The impact of this decision will hit low-income people the hardest. Disproportionately, the cost will be borne by women of color. As new classes of criminalized behavior related to reproductive health are codified, women living in society’s margins will be targeted, prosecuted, and punished. Loved ones, health care providers, and other caregivers seeking to offer comfort and assistance will find themselves in the crosshairs of this new war on reproductive health. A new frontier in the mass incarceration story will emerge. When these lives are thrown into the criminal justice machinery, they will need to depend on public defenders. Public defenders will represent the vast majority of people persecuted in this new war.
Gideon’s Promise exists to support the needs of public defenders who work zealously to end mass incarceration. With the Supreme Court’s recent ruling, public defenders will now be stretched even further as they work to navigate how marginalized women will be criminalized in their search for reproductive needs and resources.
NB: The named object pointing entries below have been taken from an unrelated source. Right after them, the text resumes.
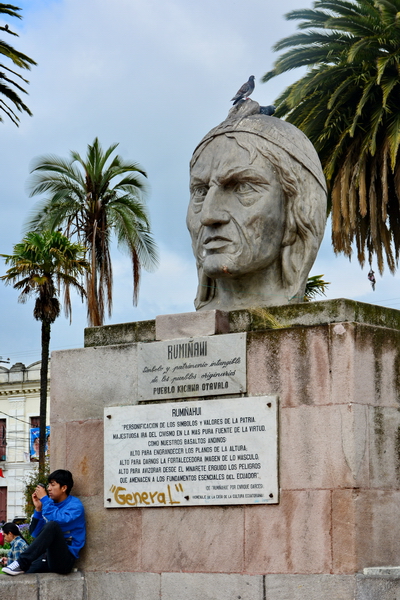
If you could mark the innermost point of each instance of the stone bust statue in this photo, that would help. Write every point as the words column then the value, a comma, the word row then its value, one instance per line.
column 257, row 211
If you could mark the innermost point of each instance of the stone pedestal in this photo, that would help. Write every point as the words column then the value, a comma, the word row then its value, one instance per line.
column 336, row 368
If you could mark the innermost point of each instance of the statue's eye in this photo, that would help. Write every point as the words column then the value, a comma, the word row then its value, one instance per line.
column 198, row 193
column 242, row 187
column 246, row 192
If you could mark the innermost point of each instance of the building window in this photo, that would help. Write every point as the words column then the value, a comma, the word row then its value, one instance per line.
column 3, row 442
column 35, row 421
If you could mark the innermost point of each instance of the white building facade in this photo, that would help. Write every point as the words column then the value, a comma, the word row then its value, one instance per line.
column 19, row 412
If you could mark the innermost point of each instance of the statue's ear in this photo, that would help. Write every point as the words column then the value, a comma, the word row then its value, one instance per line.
column 205, row 289
column 298, row 255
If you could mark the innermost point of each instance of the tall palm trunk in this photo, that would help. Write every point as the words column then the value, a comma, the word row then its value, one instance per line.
column 43, row 391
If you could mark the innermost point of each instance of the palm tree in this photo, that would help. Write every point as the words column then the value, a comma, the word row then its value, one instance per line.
column 91, row 200
column 40, row 265
column 20, row 60
column 315, row 286
column 348, row 104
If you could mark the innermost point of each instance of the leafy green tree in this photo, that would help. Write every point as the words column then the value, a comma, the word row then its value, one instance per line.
column 91, row 199
column 348, row 104
column 9, row 87
column 39, row 266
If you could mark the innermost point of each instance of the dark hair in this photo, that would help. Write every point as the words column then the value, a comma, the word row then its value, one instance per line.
column 62, row 477
column 12, row 528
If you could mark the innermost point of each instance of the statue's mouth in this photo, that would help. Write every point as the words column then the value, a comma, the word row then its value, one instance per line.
column 212, row 242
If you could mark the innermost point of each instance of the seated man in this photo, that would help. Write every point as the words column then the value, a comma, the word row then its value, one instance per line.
column 59, row 530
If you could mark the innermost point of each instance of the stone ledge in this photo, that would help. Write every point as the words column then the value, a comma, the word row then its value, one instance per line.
column 100, row 585
column 308, row 314
column 305, row 314
column 44, row 586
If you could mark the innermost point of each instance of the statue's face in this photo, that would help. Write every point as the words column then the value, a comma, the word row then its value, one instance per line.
column 236, row 215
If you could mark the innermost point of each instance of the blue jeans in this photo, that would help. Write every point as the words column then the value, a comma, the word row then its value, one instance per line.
column 48, row 553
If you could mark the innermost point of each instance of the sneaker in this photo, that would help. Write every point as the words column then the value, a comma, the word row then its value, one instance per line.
column 13, row 569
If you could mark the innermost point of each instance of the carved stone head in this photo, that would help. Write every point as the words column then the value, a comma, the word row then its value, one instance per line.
column 257, row 212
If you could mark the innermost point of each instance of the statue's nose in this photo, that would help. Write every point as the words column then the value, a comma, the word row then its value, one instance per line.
column 214, row 210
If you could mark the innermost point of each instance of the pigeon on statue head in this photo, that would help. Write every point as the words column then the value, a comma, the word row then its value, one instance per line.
column 245, row 91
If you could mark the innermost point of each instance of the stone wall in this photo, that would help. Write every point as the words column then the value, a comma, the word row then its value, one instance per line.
column 339, row 456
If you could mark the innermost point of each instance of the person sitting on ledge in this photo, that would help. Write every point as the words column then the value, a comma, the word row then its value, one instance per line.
column 58, row 526
column 13, row 536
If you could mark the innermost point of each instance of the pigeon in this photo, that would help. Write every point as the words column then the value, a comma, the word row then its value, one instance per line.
column 245, row 91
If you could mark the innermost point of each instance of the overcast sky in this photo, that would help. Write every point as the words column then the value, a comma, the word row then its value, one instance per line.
column 154, row 76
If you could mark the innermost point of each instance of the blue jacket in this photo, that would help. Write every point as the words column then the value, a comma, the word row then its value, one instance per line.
column 17, row 546
column 70, row 516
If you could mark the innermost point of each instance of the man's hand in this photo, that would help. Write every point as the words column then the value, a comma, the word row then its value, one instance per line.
column 37, row 495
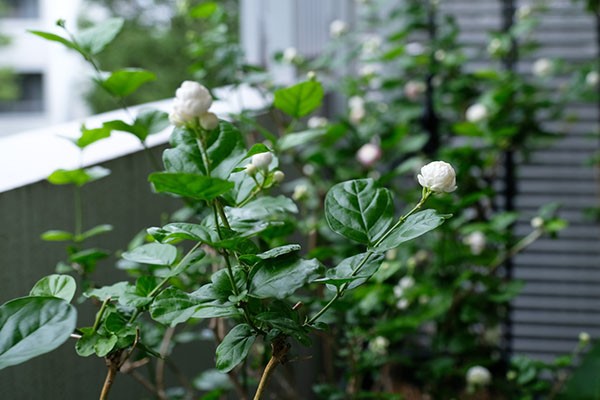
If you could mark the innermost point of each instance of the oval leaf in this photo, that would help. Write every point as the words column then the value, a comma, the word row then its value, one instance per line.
column 235, row 347
column 61, row 286
column 358, row 210
column 31, row 326
column 414, row 226
column 299, row 100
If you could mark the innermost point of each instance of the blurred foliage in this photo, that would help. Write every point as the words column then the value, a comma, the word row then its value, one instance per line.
column 167, row 38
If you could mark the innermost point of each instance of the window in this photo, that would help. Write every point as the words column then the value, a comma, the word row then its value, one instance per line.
column 20, row 9
column 31, row 95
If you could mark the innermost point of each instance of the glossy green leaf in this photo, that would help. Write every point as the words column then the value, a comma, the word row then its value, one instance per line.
column 57, row 236
column 358, row 210
column 299, row 100
column 152, row 253
column 189, row 185
column 416, row 225
column 60, row 286
column 94, row 39
column 348, row 270
column 281, row 277
column 77, row 177
column 31, row 326
column 235, row 347
column 123, row 82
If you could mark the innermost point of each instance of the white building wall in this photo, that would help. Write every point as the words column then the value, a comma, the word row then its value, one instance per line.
column 63, row 72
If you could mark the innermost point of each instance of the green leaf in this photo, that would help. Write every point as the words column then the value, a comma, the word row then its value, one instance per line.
column 94, row 39
column 280, row 277
column 416, row 225
column 235, row 347
column 152, row 253
column 56, row 38
column 57, row 236
column 299, row 100
column 347, row 270
column 358, row 210
column 31, row 326
column 77, row 177
column 189, row 185
column 291, row 140
column 204, row 10
column 584, row 383
column 89, row 136
column 123, row 82
column 60, row 286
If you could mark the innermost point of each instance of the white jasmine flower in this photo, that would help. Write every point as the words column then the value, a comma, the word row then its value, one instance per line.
column 537, row 222
column 402, row 304
column 440, row 55
column 592, row 78
column 584, row 338
column 300, row 192
column 542, row 67
column 406, row 282
column 337, row 28
column 438, row 176
column 414, row 49
column 290, row 55
column 414, row 89
column 191, row 101
column 250, row 169
column 478, row 376
column 379, row 345
column 278, row 176
column 368, row 154
column 524, row 11
column 494, row 46
column 317, row 122
column 262, row 160
column 209, row 121
column 476, row 241
column 476, row 113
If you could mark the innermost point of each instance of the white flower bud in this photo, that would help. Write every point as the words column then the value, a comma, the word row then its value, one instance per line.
column 251, row 169
column 537, row 222
column 317, row 122
column 402, row 304
column 478, row 376
column 414, row 49
column 438, row 176
column 290, row 55
column 300, row 192
column 209, row 121
column 262, row 160
column 584, row 338
column 476, row 113
column 368, row 154
column 542, row 67
column 278, row 176
column 476, row 241
column 191, row 101
column 592, row 78
column 379, row 345
column 414, row 89
column 337, row 28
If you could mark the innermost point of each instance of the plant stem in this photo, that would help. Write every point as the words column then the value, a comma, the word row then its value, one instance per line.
column 279, row 351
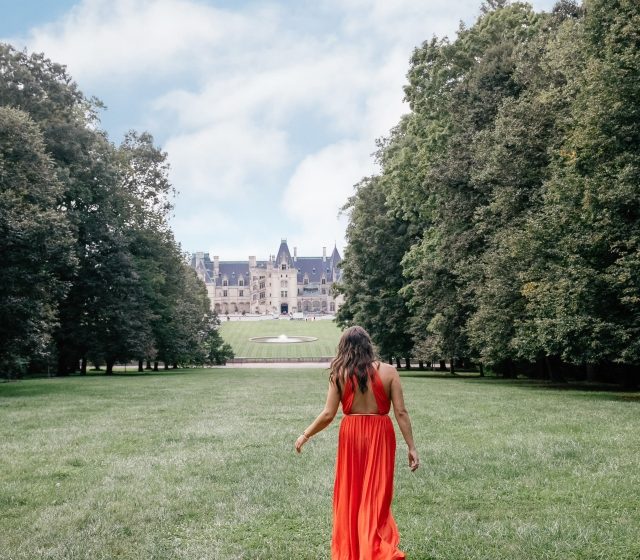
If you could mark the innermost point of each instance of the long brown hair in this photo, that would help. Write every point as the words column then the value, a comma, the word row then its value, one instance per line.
column 353, row 360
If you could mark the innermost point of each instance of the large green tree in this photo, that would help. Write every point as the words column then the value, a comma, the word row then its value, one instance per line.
column 35, row 242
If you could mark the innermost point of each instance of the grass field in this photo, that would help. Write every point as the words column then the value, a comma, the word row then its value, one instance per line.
column 238, row 333
column 200, row 465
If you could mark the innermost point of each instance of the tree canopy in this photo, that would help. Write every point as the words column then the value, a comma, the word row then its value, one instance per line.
column 515, row 176
column 91, row 270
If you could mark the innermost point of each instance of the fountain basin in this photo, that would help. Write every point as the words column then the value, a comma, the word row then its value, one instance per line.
column 282, row 339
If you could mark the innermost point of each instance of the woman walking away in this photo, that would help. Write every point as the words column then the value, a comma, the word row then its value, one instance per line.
column 363, row 527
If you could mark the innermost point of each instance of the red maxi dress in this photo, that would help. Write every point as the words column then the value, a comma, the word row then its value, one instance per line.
column 363, row 526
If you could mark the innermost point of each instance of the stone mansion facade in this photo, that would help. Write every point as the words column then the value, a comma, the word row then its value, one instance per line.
column 282, row 284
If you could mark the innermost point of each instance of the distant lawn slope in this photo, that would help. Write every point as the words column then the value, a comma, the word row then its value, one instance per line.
column 200, row 465
column 238, row 333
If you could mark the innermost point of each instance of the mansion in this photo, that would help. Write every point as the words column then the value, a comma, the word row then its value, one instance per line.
column 282, row 284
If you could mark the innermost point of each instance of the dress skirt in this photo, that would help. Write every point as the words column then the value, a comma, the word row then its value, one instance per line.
column 363, row 526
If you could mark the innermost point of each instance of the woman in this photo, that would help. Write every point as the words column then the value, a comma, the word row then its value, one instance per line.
column 363, row 527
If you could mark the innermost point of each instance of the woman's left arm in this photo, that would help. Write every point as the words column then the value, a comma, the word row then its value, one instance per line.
column 323, row 419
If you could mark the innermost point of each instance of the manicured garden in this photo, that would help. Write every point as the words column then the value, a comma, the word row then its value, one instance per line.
column 200, row 464
column 239, row 333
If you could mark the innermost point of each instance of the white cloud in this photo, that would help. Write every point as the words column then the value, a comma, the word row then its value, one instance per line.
column 320, row 186
column 105, row 39
column 223, row 160
column 252, row 96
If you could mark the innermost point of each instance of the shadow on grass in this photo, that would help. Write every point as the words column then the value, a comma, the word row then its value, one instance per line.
column 588, row 389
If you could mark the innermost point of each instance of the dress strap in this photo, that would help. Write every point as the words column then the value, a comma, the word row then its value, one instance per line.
column 384, row 405
column 348, row 394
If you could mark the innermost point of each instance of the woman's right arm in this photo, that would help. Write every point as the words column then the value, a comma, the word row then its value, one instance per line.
column 402, row 417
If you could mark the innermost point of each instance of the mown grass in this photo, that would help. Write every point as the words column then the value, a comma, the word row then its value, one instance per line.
column 200, row 465
column 238, row 333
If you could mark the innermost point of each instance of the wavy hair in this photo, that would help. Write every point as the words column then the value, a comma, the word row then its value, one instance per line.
column 354, row 359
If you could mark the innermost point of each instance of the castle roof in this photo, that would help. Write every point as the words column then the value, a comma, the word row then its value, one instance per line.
column 233, row 271
column 314, row 268
column 283, row 254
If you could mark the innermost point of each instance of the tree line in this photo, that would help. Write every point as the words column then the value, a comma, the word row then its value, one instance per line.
column 503, row 228
column 90, row 270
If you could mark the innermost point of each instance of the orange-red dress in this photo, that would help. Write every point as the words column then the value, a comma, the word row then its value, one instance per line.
column 363, row 527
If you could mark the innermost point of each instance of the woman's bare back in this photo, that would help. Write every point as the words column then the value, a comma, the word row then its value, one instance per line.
column 365, row 403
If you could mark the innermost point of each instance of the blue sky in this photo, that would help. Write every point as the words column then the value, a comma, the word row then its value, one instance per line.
column 269, row 111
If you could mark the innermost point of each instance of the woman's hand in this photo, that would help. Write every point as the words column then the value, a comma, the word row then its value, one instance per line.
column 300, row 442
column 414, row 462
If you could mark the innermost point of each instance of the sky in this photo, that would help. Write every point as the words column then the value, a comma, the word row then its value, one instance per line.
column 268, row 110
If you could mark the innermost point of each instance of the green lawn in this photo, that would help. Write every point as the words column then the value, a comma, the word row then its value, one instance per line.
column 200, row 465
column 238, row 333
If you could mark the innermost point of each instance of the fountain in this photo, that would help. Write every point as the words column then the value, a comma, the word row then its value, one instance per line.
column 282, row 339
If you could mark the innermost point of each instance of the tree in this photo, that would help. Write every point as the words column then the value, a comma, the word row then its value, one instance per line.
column 36, row 242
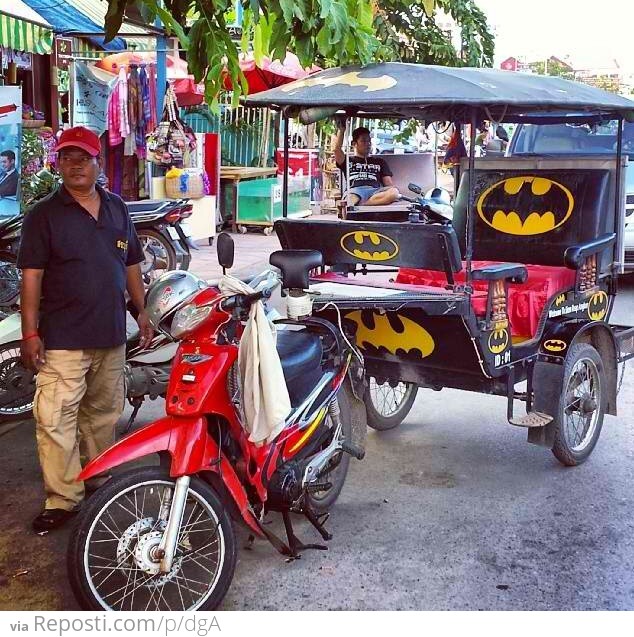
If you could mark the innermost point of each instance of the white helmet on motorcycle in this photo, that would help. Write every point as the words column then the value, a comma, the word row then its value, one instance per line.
column 168, row 294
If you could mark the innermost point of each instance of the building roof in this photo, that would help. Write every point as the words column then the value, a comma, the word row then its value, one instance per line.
column 20, row 10
column 76, row 17
column 23, row 29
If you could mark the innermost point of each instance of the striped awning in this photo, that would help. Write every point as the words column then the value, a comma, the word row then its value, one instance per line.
column 23, row 35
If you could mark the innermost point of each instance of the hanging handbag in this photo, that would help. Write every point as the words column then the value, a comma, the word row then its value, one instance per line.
column 172, row 141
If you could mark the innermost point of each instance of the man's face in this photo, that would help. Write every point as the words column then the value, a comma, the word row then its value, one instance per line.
column 78, row 168
column 6, row 164
column 363, row 145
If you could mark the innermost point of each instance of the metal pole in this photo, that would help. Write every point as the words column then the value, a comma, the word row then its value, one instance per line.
column 285, row 177
column 619, row 196
column 470, row 230
column 435, row 156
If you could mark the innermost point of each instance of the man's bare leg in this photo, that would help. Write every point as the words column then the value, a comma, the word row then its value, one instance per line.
column 383, row 198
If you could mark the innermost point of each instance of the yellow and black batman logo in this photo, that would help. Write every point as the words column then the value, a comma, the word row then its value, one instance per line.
column 555, row 345
column 498, row 341
column 598, row 306
column 525, row 205
column 351, row 78
column 369, row 246
column 399, row 333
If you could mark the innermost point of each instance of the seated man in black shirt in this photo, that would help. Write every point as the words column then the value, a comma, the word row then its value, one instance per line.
column 370, row 177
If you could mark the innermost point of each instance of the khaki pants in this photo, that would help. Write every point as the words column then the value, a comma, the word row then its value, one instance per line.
column 78, row 400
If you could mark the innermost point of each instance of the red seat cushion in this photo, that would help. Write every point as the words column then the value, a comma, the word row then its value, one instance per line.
column 526, row 300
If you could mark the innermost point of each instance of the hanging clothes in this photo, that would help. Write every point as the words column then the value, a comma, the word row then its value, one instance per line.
column 153, row 121
column 133, row 107
column 114, row 136
column 145, row 111
column 124, row 124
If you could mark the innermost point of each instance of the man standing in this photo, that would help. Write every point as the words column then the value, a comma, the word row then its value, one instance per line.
column 9, row 182
column 370, row 177
column 79, row 253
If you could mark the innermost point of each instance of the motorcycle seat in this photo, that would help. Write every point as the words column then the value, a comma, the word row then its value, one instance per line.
column 300, row 353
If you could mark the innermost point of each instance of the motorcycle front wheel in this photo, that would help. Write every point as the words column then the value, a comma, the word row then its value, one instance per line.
column 112, row 556
column 17, row 384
As an organization, we continue to marvel at the insatiable appetite for racism, sexism, and classism that never seems to be satisfied.
As we steel ourselves to reckon with a whole new class of people that will be drafted into the system and thrown into cages, support for public defenders is as critical as ever. The realities of mass incarceration just got more serious.
The mission of Gideon’s Promise is to transform the criminal legal system by building a movement of public defenders who provide equal justice for marginalized communities. While the Dobbs decision threatens to undermine this mission by further overwhelming a system already stretched woefully thin, our dedication to serving public defenders will not waiver. With your support and partnership, we will continue to keep the promise of supporting public defenders, and public defenders can keep their promise to reduce the effects of poverty, build stronger and more resilient communities, and keep families together.